Nothing can add more power to your life than concentrating all of your energies on a limited set of targets.
—Motivational speaker Nido Qubein
The key to your success is the strategic management of your time. Most of the really important work you do requires large chunks of unbroken time. Your organizational skills and ability to carve out these blocks of highly productive time is central to your ability to make a significant contribution to your work.
Successful salespeople, for example, set aside a specific time period each day to phone prospects. Rather than procrastinating about a task that they don't particularly like, these people resolve to sit down and make phone calls for one solid hour each day. And they discipline themselves to follow through on their resolutions.
Many business executives set aside a specific time each day to call customers directly to ask for feedback, return phone calls or answer correspondence. Some successful people allocate specific time periods each day for physical exercise. Many successful people read great books 15 minutes each night before retiring. In this way, over time, they eventually read dozens of the best books ever written.
Working in specific time segments throughout your day requires scheduling fixed time periods for particular activities or tasks.
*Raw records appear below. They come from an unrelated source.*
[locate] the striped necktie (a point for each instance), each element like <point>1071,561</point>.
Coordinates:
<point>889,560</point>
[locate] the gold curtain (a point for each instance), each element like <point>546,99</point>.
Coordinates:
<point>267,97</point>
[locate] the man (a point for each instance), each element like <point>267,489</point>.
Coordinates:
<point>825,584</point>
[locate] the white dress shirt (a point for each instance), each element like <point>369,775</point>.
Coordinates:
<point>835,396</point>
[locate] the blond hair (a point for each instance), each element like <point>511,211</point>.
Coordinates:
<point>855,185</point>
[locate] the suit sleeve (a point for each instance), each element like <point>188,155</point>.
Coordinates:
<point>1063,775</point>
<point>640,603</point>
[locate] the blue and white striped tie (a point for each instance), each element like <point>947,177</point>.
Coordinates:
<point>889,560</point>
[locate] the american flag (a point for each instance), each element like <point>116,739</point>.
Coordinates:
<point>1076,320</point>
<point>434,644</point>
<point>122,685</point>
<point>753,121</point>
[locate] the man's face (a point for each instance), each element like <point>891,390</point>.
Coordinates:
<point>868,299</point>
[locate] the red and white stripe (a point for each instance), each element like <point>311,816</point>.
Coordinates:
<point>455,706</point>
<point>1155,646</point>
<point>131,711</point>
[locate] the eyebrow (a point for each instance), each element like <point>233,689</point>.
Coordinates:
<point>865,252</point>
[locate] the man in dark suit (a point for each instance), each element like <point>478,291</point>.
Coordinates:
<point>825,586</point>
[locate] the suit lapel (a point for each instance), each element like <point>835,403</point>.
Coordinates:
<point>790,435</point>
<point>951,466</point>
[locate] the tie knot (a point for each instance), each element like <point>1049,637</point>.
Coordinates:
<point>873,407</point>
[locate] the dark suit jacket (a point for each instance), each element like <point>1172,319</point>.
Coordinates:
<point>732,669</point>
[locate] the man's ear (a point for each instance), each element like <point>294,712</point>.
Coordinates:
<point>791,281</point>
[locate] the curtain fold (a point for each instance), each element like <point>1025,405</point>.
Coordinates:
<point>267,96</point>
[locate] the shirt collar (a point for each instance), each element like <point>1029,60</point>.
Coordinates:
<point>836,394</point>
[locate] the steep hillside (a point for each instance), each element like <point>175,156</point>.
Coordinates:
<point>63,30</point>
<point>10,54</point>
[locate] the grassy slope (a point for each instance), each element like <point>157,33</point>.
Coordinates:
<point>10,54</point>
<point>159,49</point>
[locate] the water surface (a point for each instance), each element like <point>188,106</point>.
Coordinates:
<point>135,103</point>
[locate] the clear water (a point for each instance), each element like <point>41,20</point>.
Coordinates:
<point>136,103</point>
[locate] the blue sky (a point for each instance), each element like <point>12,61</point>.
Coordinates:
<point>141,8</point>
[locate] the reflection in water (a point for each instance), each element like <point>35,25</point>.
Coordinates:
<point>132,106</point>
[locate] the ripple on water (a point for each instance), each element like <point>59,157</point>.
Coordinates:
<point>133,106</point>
Make work appointments with yourself and then discipline yourself to keep them. Set aside 30-, 60- and 90-minute time segments to work on and complete important tasks.
Many highly productive people schedule specific activities in preplanned time slots throughout the day. These people build their work lives around accomplishing key tasks one at a time. As a result, they become more and more productive and eventually produce two times, three times, five times as much as the average person.